I love what the new year represents – a fresh start, a new beginning and the idea of a clean slate. But, I’ve learned not to do much in the way of resolution making. They just don’t work for me. Resolutions are the things two weeks at the gym are made of. You know, the first two weeks in January where the gym is super crowded with folks who have resolved to get fit, exercise 7 days a week and lose 50 pounds by bathing suit season. But what about the other 50 weeks of the year?
Why don’t we keep our resolutions? What’s missing, I think, is the connection to what your soul wants. When your soul speaks it has a purpose – to set free our deepest, most heartfelt desires. This is the stuff of your dharma, or your purpose in life; what you are put on this planet to do.
Your dharma answers the question, so well put by Mary Oliver in her poem The Summer Day: “Tell me, what is it you plan to do with your one, wild and precious life?”
There is a process to discovering your dharma which involves understanding your gifts, embracing your uniqueness and identifying what it means to fulfill your distinct purpose. This comes from tapping into the voice of your soul and understanding how our desires both material and spiritual and our longing for pleasure and liberation manifest. Our greatest power lies within and it is from here that we can realize our potential.
Once you identify your dharma, you need to figure out how to get there.
In yoga, we call these steps, or resolutions, sankalpa. The word sankalpa breaks down into san, meaning, from the heart and kalpa, meaning, unfolding over time. It is the next most important step you can take in achieving your dharma. These aren’t meant to be pie in the sky ideals.

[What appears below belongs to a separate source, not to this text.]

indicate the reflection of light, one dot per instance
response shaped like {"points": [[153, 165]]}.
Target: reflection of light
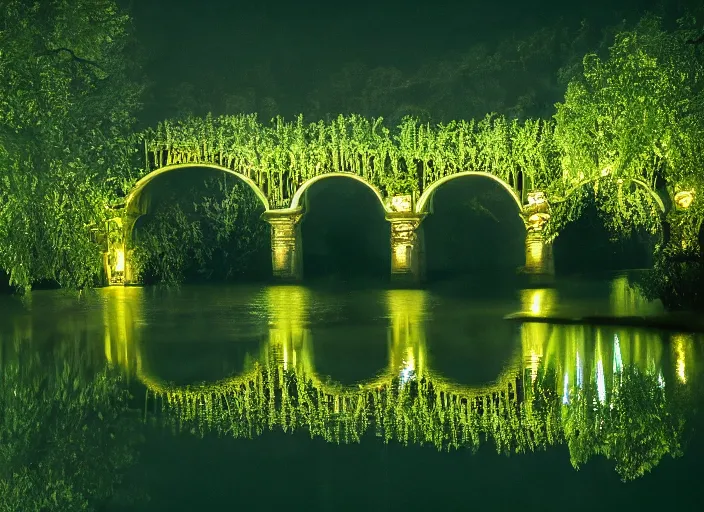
{"points": [[407, 332], [535, 198], [684, 199], [679, 346], [402, 203], [119, 260], [600, 384], [534, 362]]}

They are the nuts and bolts, practical steps that will work to liberate your greater purpose.
It won’t all be smooth sailing, you’ll encounter resistance, both external and internal, but with a sankalpa that is about the greater purpose of your life and not just about what you want short term, you have a better shot at staying the course.
So, what is it you plan to do with your one wild and precious life?